Before my current role which I’ve been in for just over 5 years, I spent most of my career as a contractor, performing shorter roles that lasted from 2 weeks to 2 years. As such I was frequently interviewing several times a year and I’ve often sat on the other side if the table as well.
In my experience it’s been far more often to find bad, arrogant or disrespectful interviewers than the other way round. My biggest advice to candidates is to know your worth, realise that the interview process is as much for you to find out whether this is going to be a decent place to work as the other way round.
You’re not obligated to accept a job once it’s offered, and if you’ve had to put up with a lot of rubbish during the application process then seriously consider if it’s just going to get worse once you’re in the role.
As an employer, you want the best people, particularly in IT where people are the company’s biggest asset. You need to make sure that your recruitment process is not just about assessing the candidates, but also showing them that your company is going to be a great place to work.
If you do want to put people off then here’s some of the interviewer “anti-patterns” I’ve experienced over my career that made me ask the question “Would I really want to work at this place?”
Maybe hitting one or two is okay, but beyond that you need to consider your self respect.
Expecting a candidate to fill in a lengthy application form
What’s wrong with a CV? Why is your company so special that I need to sit there for hours with some awful form in Word? You know what? I don’t think I’m that bothered.
Not responding to my application
I sent you my CV and you didn’t even acknowledge it. Or you did and said I’d hear whether I’d been selected by next week, a month and a half passes and then suddenly you decide you want to interview me. You know what, I’ve probably already found something else and even if I haven’t you’re not coming across as massively competent.
Turning up late for the interview
I’ve taken time out of my busy schedule to come see you guys. I arrive at the interview on time – actually I make sure I’m early – but you keep me waiting half an hour. Obviously your time is more important than mine. Okay there may have been a crisis you had to deal with, or is it just chaos all the time? Not sure I’m getting inspired to work here. Oh, and how would you have reacted if I was that late?
Prove how much better than the candidate you are by asking overly specific questions that few people know the answer to
You get your technical boffin in to review my technical skills, but rather than trying to find out what I know they ask me the most specific esoteric technical questions possible – “What sampling algorithm does SQL use when updating statistics?” Clearly their main interest is in trying to prove they know more than me. Is the rest of the team like this? Not sure I want to work with them. You know what, we all know different things and no-one knows everything. How about discussing some technical scenarios and seeing what I come up with.
Asking standard/stupid questions
“What’s my biggest weakness?” No-one is going to tell you they’re a lazy alcoholic. Of course we’re all perfectionist workaholics. All you learn from asking this sort of question is whether someone has learnt the standard answers. It’s just wasting everyone’s time.
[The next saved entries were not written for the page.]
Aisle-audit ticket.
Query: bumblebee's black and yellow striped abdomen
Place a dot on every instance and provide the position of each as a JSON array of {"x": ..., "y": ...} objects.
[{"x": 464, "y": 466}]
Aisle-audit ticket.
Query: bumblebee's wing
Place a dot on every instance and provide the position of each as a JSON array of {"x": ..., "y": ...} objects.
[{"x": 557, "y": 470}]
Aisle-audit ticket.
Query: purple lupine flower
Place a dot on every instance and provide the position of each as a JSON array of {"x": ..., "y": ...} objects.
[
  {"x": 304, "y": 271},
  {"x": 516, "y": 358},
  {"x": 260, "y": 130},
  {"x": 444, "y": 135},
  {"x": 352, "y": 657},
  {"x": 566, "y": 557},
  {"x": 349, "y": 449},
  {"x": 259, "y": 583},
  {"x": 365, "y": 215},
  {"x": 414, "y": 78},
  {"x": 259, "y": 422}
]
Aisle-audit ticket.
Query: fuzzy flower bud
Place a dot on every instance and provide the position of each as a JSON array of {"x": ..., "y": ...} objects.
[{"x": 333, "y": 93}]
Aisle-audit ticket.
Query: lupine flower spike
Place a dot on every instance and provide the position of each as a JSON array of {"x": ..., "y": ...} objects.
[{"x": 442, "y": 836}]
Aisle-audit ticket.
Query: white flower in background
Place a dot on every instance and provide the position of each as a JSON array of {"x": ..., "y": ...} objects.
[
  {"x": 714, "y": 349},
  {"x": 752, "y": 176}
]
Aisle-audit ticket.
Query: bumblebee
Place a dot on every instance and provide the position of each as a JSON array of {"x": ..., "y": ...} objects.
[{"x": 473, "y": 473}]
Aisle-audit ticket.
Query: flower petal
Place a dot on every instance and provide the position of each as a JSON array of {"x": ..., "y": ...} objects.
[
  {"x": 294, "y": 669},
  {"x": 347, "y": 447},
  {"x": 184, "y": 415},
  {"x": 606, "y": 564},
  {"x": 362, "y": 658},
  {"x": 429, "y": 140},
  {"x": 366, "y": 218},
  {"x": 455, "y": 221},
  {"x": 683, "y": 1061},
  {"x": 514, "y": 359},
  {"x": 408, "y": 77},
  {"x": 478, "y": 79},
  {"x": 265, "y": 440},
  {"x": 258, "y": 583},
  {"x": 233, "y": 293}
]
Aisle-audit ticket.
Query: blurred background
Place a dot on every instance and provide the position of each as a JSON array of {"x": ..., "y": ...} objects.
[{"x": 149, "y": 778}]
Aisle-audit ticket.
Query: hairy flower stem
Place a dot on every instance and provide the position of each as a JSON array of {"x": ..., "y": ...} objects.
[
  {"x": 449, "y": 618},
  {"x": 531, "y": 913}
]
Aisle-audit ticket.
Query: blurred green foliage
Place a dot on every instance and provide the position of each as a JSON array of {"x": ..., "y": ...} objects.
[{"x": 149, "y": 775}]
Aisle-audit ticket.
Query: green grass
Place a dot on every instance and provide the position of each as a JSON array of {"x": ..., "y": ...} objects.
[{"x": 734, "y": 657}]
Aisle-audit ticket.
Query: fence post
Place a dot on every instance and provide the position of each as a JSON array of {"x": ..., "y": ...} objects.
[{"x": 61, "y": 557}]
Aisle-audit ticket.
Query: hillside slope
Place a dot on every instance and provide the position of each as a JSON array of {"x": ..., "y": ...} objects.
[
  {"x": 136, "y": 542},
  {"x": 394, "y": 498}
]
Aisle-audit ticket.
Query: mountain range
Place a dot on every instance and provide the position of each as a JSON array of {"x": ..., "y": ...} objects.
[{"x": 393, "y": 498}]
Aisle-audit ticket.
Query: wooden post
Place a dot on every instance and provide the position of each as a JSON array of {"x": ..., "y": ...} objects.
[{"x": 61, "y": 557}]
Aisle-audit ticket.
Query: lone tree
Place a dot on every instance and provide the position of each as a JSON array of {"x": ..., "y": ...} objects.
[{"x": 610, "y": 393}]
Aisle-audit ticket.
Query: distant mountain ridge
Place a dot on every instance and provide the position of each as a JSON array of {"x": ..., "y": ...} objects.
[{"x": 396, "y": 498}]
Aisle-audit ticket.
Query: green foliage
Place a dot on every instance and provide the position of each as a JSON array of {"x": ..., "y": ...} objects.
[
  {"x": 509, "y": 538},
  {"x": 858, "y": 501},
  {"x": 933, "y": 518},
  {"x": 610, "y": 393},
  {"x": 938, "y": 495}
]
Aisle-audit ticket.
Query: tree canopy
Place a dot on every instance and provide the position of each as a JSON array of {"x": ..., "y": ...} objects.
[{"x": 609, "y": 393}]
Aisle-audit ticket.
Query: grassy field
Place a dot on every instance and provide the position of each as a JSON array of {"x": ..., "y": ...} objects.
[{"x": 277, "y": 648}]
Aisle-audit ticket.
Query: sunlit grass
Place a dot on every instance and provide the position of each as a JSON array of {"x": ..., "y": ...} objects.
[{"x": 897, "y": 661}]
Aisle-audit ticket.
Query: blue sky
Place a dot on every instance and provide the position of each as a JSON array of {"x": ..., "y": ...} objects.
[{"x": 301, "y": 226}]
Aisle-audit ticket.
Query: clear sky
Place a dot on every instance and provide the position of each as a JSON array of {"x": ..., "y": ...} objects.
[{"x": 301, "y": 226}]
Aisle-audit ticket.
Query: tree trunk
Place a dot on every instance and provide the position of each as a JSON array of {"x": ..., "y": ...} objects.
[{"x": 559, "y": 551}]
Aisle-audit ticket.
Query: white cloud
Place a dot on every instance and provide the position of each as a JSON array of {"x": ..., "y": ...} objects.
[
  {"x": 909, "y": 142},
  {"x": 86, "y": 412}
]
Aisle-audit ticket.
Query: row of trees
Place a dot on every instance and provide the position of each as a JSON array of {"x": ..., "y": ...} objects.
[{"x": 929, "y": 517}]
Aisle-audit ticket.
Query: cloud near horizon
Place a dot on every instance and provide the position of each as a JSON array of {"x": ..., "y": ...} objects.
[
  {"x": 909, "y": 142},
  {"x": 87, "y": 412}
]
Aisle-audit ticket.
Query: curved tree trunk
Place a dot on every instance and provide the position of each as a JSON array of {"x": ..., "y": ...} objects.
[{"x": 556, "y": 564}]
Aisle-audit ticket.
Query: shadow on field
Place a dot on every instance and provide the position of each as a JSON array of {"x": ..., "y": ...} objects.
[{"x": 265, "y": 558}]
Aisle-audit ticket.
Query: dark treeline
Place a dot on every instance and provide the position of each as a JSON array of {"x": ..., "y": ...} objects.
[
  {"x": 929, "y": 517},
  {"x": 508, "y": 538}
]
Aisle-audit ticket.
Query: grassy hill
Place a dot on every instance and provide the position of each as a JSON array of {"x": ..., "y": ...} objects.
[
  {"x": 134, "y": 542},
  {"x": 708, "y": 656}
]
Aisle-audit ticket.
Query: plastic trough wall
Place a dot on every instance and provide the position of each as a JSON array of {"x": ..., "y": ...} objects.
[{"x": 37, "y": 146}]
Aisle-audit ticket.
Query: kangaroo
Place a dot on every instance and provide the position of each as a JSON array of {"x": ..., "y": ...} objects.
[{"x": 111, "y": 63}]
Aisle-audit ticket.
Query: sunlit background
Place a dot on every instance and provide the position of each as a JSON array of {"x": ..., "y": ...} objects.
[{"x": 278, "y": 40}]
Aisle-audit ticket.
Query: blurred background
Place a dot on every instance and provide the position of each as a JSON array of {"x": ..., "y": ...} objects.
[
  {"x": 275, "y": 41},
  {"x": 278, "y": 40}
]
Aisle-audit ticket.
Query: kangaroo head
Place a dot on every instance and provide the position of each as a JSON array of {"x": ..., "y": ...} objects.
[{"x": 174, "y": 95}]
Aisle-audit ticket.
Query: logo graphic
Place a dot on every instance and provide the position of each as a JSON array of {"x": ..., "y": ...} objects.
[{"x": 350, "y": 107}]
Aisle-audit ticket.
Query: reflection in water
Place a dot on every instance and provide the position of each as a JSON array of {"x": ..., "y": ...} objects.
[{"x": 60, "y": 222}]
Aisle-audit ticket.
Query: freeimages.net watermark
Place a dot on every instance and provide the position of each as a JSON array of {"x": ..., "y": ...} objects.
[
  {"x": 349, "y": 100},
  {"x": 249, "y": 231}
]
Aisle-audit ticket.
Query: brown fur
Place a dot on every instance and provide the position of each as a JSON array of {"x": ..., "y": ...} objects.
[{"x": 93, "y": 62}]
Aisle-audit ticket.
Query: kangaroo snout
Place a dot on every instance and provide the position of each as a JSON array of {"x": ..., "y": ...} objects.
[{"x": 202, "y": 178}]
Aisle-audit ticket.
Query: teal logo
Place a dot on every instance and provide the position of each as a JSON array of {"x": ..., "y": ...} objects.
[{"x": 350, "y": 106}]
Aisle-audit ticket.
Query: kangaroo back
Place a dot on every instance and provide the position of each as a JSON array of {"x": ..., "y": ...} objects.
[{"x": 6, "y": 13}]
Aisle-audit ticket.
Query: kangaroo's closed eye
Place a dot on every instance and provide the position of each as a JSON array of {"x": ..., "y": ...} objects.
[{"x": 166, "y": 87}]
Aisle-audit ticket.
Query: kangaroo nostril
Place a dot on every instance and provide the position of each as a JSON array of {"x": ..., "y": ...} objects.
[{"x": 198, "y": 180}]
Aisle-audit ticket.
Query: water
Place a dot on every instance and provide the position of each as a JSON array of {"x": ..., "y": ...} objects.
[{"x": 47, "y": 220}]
Requiring visit after visit for subsequent interviews and tests
You got me in for technical test, then you asked me to come back for an interview. Then come back again for an interview with HR, then yet again to meet a member of the senior management team. Why couldn’t you at least do it all on one day? Apart from the fact that my time is precious too, by the time we get to the end of this long drawn out process I’ve already found a better job.
Expecting candidate to provide free work
Before the interview you’d like me to prove my technical skills by creating some functionality for you. I’ll just need to give up my weekend to do this free work for you. I’m not even got the job yet and you want me to do unpaid overtime. Goodbye!
Not giving a response or feedback when you said you would
We had the interview on Monday and you said I’d hear either way by the end of Wednesday. It’s Friday now and I’ve had no response. Once again you’re not inspiring me to believe this is going to be a great place to work when you don’t honour your basic promises.
This last one is a bit specific, but it did happen to me…
Give someone a C# test when they come for a SQL job, and then when challenged on it insist that they attempt it anyway as you think “it will still have some value.”
I’m ashamed to this day that I didn’t just walk out at that point!